Historic buildings present their own obstacles to the interior architect, while often inspiring great ideas. When commissioned to design a culinary laboratory for the Copenhagen restaurant Noma—named best in the world by Restaurant magazine, it features a unique locavore cuisine that includes such ingredients as tree bark—the architects at GXN (the innovative division of 3XN) hit a wall. More accurately, they couldn't touch a wall, or the rustic wood columns holding up the protected 18th-century warehouse. So they designed an ingenious series of floating elements—shelves, tables—all made of locally sourced birch and spruce plywood, of course.
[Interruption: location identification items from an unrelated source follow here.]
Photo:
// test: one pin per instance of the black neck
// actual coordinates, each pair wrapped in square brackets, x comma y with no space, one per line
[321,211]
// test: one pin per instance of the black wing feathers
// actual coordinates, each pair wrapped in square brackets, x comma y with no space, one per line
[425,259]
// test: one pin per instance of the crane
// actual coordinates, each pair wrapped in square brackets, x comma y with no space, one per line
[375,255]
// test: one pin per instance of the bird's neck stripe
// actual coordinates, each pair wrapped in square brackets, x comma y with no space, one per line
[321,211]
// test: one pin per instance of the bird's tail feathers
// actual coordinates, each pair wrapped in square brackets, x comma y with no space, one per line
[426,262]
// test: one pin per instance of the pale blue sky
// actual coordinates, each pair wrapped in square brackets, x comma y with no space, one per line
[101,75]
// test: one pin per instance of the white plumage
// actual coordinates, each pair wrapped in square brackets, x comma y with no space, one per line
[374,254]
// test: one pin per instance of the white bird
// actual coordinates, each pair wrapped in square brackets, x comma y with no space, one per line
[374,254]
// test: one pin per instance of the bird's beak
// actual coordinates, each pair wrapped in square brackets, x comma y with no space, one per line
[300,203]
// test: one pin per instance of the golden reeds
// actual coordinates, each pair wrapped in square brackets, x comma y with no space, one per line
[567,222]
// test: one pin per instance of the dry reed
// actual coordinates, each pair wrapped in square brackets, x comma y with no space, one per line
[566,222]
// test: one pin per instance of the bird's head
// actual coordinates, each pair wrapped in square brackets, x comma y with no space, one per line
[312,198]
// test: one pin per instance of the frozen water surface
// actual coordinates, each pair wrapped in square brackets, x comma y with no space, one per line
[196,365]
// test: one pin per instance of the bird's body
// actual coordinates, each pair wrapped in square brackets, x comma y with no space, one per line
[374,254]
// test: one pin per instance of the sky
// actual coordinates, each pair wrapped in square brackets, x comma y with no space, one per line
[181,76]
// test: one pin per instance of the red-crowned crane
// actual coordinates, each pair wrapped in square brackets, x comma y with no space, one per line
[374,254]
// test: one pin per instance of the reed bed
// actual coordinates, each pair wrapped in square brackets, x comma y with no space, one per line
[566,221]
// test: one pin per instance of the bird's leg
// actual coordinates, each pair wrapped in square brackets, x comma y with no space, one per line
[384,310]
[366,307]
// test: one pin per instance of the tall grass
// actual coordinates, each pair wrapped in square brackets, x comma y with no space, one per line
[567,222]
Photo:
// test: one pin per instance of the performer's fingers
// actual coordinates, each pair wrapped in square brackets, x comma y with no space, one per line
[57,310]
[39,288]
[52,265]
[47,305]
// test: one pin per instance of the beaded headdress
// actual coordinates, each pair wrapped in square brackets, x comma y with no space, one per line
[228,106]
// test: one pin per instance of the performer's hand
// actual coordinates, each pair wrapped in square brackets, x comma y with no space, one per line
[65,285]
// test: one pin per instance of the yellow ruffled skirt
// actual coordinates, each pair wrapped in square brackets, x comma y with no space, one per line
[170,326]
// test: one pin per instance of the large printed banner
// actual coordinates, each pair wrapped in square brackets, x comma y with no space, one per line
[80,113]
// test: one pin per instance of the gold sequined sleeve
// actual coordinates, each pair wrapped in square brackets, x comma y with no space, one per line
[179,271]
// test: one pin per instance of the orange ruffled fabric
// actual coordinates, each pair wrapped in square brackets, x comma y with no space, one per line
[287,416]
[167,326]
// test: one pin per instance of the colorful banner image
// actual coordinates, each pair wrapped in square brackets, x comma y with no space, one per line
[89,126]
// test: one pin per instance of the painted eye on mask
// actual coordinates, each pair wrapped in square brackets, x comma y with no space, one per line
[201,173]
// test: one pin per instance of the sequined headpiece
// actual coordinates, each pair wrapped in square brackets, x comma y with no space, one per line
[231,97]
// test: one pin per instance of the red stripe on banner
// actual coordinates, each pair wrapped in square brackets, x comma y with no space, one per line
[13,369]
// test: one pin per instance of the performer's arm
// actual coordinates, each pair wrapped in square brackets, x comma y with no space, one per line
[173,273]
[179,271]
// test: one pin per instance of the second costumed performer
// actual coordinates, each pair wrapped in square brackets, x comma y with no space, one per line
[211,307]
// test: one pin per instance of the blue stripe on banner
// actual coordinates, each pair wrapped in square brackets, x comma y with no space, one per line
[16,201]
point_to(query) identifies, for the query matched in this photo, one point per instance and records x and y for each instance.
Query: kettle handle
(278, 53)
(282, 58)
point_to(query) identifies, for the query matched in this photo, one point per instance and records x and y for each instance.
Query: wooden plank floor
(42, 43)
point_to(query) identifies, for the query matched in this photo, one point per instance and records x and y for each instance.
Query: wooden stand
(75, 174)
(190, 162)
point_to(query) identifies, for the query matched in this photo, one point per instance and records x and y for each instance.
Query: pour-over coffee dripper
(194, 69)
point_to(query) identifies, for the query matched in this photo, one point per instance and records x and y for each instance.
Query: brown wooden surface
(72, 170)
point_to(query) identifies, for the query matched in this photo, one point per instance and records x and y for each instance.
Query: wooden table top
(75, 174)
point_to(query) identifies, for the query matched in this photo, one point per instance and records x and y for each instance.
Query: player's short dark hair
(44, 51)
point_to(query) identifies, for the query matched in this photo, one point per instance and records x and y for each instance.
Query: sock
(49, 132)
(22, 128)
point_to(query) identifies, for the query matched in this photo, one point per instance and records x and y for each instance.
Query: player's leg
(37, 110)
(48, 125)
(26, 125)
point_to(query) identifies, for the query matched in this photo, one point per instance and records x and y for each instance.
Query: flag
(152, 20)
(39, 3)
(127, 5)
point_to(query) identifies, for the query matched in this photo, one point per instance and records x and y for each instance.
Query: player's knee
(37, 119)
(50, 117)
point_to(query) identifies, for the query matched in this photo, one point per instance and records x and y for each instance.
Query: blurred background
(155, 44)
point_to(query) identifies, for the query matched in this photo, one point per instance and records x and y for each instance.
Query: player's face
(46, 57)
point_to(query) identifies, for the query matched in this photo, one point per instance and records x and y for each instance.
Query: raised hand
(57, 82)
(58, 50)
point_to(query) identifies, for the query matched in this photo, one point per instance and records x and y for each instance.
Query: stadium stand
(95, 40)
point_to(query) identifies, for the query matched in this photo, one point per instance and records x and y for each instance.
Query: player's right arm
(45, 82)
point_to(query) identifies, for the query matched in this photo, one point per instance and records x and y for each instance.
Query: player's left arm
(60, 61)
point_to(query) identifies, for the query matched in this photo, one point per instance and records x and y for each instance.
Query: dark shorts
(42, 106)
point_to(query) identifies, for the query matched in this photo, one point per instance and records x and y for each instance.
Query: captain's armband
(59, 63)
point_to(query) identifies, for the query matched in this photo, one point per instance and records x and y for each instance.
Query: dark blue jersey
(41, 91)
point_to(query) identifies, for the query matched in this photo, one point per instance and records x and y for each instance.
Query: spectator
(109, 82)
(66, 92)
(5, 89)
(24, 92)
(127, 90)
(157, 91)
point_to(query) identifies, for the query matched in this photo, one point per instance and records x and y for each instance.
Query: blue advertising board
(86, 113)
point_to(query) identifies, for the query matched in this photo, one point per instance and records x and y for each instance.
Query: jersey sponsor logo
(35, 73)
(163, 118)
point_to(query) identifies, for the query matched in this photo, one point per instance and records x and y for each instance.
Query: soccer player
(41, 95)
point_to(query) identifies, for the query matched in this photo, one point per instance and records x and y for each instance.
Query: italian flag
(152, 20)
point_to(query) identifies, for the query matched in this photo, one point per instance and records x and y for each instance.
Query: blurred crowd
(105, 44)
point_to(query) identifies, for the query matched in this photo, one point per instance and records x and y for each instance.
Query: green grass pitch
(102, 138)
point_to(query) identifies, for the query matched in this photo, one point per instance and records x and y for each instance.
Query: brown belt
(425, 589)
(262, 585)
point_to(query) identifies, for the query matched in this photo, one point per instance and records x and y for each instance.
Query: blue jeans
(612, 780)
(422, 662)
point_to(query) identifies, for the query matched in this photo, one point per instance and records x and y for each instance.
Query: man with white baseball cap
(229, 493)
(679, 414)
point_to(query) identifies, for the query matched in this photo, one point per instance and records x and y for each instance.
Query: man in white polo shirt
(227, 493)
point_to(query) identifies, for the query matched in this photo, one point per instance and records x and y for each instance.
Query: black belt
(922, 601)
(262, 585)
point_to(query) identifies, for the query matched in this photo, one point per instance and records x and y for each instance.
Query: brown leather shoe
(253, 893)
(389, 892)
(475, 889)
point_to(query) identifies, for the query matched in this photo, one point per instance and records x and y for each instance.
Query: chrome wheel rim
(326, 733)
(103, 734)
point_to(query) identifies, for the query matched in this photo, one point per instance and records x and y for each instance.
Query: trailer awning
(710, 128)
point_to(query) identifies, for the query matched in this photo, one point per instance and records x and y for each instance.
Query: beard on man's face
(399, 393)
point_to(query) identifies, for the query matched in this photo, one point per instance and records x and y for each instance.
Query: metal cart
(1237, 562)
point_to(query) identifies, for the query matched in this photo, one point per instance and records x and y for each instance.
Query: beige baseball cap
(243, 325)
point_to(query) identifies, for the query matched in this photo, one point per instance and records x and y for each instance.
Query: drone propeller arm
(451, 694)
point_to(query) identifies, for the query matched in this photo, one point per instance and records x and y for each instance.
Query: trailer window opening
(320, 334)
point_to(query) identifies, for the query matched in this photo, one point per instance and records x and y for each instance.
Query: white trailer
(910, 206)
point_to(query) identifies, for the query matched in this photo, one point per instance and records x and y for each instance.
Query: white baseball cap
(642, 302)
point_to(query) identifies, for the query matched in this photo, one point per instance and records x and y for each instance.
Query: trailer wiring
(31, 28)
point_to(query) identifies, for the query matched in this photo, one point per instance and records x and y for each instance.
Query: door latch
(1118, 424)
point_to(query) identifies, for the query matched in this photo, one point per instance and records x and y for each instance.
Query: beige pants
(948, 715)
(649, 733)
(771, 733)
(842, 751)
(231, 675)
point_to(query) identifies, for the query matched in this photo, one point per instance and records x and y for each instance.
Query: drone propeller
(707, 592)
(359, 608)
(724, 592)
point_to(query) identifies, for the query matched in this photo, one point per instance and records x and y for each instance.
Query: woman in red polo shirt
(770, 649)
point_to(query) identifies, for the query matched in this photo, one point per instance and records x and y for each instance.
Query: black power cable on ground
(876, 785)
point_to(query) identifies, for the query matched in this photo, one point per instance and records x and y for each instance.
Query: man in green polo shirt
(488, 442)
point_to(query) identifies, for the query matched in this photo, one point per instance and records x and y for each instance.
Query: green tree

Similarly, BGP Arquitectura, creating a small library within the enormous 19th-century Ciudadela in the center of Mexico City, was not permitted to engage the old 3-foot-thick stone walls, but solved that problem with the elegant engineering of its light two-level intervention. And speaking of a light touch, New York–based SO-IL created offices in a landmarked cast-iron loft building in Manhattan's SoHo by shrouding the entire place—even the windows—in white scrim.
How best to honor a historic building's DNA? Lauren Rottet's interior for the Frankfurt branch of an American law firm offers one arresting model. Inside a handsome former U.S. Consulate, built by Gordon Bunshaft of Skidmore, Owings & Merrill in 1955, Rottet has created an exalted vision of a Mid-Century Modern interior—not slavishly reimagined, like a Mad Men set, but as a contemporary exemplar of lustrous minimalism.
You might argue that the São Paulo photography studio we feature doesn't quite belong here because Studio MK27 designed the entire building. But in wrapping a stripped-down industrial shell around a stunning space—and allowing that interior to open to a private urban garden—the architects have created a magical place, one that is both backdrop for photo shoots and foreground for human activity. The inside itself is like a little city, with a pair of enclosed structures anchoring each end of a long room, joined by a slender concrete bridge.
Designing interiors isn't just about furniture and finishings or dead white space. Come on inside and see architectural ingenuity at its best.